Thursday, October 9, 2008
Amidst the Turmoil, Perry says Texas economy is strong
By Kate Alexander, Robert Elder
AMERICAN-STATESMAN STAFF
Tuesday, October 07, 2008
As the stock market shed 3.6 percent of its value Monday, Gov. Rick Perry talked up the Texas economy before sitting down with some agency chiefs for a "frank discussion" about the implications of the national economic turmoil for the state.
"I'm very pleased to say that our state's economy is better suited than just about any other state to weather this financial crisis," Perry said Monday during the meeting at the Capitol.
It is a message that state officials have often proffered since the economy took a turn for the worse a year ago.
Perry, however, added a note of caution. "As strong as our economy is, it is still interlaced with the economies of other states that are in substantially worse condition than we are," Perry said.
The Texas economy is growing but at a slower pace than in recent years, the Federal Reserve Bank of Dallas reported last month. Culprits include high commodity prices and the ongoing credit crisis. Employment in Texas grew at a modest 1.4 percent annualized rate in August, and residential real estate and construction continue to flounder. Exports remained strong, however, thanks to the decline of the dollar, and oil and natural gas prices remained high enough to keep the energy business humming.
Dick Lavine, senior fiscal analyst for the Center for Public Policy Priorities in Austin, said no one can be certain how the Texas budget next year might be affected by national conditions.
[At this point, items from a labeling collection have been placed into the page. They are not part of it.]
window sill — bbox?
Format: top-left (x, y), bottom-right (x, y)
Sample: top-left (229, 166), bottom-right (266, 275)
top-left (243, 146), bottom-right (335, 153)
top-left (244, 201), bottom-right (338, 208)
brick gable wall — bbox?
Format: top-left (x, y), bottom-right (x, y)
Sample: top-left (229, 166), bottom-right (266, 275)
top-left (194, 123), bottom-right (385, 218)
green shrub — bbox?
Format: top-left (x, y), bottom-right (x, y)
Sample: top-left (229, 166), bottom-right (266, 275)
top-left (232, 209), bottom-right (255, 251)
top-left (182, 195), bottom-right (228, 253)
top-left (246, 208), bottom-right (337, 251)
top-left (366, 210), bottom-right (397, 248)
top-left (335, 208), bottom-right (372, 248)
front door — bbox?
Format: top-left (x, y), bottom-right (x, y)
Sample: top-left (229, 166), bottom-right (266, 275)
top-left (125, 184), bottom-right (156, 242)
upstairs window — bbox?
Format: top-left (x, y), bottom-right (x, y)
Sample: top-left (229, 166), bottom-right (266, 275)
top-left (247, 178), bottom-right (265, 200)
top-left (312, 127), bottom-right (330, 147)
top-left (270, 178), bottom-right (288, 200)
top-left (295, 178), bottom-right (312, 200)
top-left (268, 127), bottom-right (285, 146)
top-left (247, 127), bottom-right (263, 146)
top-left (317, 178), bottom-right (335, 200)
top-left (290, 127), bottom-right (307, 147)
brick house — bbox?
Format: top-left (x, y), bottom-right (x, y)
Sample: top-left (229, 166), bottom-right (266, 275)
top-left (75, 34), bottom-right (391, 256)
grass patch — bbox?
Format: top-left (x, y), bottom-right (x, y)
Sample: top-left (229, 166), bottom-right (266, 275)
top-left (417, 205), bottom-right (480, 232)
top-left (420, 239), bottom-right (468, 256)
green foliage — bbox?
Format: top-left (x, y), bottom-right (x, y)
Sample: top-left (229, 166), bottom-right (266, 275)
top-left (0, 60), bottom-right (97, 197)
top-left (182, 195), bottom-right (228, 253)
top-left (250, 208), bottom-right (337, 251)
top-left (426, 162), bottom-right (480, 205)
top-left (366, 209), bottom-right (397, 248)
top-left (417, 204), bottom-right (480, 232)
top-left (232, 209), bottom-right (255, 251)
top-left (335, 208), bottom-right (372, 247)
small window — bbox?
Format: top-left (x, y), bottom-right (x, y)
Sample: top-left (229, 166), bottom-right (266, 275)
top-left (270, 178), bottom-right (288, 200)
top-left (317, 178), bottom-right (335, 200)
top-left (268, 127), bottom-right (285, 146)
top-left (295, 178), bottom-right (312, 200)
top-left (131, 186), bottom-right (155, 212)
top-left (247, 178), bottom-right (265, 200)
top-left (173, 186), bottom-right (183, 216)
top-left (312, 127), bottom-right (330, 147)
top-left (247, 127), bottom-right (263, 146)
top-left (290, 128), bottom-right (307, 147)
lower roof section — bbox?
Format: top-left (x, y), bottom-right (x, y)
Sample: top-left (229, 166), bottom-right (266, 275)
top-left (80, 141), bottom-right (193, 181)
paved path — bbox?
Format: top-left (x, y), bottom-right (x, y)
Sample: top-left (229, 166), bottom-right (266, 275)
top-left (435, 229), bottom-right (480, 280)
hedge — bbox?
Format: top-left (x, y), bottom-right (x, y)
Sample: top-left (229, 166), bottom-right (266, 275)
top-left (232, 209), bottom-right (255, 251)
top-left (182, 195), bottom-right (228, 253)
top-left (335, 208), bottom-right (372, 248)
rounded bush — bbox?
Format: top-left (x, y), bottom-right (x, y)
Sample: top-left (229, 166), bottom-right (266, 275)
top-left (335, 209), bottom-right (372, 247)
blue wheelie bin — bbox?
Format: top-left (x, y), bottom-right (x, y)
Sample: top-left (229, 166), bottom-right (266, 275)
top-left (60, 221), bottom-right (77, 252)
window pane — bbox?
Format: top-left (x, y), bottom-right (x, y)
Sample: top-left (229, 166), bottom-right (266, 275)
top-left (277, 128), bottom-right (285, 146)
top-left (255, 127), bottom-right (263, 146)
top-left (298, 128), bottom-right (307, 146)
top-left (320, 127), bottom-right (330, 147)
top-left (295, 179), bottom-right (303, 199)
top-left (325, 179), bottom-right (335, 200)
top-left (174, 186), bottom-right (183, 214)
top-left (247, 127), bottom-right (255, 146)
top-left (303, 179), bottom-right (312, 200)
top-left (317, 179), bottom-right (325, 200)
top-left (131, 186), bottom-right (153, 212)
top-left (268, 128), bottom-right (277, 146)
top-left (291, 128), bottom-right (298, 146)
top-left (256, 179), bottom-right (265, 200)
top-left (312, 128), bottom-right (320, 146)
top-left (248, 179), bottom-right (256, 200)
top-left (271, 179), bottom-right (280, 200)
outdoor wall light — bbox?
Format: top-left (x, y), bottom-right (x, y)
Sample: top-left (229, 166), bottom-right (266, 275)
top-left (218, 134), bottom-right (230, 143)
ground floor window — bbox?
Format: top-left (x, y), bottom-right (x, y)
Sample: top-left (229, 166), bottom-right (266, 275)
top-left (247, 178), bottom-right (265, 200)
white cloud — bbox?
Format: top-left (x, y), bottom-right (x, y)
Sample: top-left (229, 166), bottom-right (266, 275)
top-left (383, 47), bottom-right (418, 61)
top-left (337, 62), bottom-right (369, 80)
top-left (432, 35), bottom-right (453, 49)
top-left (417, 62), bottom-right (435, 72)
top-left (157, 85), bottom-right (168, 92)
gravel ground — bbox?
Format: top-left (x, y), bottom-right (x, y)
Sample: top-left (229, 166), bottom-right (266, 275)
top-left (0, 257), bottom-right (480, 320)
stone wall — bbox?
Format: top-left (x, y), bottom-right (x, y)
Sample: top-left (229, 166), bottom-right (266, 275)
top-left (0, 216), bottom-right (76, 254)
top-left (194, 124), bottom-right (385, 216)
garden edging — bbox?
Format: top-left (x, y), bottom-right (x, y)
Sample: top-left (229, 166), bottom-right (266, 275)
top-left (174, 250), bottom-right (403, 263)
For instance, the state might have to put more money toward children's health insurance and Medicaid because the federal budget is being stretched thin, he said.
"Looking backward, things were going great," Lavine said. "But going forward, we're driving into the fog." Ronnie Jung, the executive director of the $105 billion Teacher Retirement System pension fund, was one of the agency chiefs who met with Perry.
Other leaders who attended the meeting were Ann Fuelberg, executive director of the Employees Retirement System of Texas, the $22 billion pension fund for state workers; and Holland Timmins, chief investment officer of the Permanent School Fund, the state's $24 billion endowment for public education. Jung later held a previously scheduled conference call for TRS members and told them that benefits "are not directly impacted by the day-to-day market swings" that garner the headlines.
Jung said the system, which serves 1.2 million active and retired members, is a defined benefit plan whose benefits are determined by age, years of service and salary.
"In the long run, investment returns are critical to a sound retirement system," Jung said. He said he thinks that the Teacher Retirement System's investments are broadly diversified and won't be too damaged by the current market turmoil.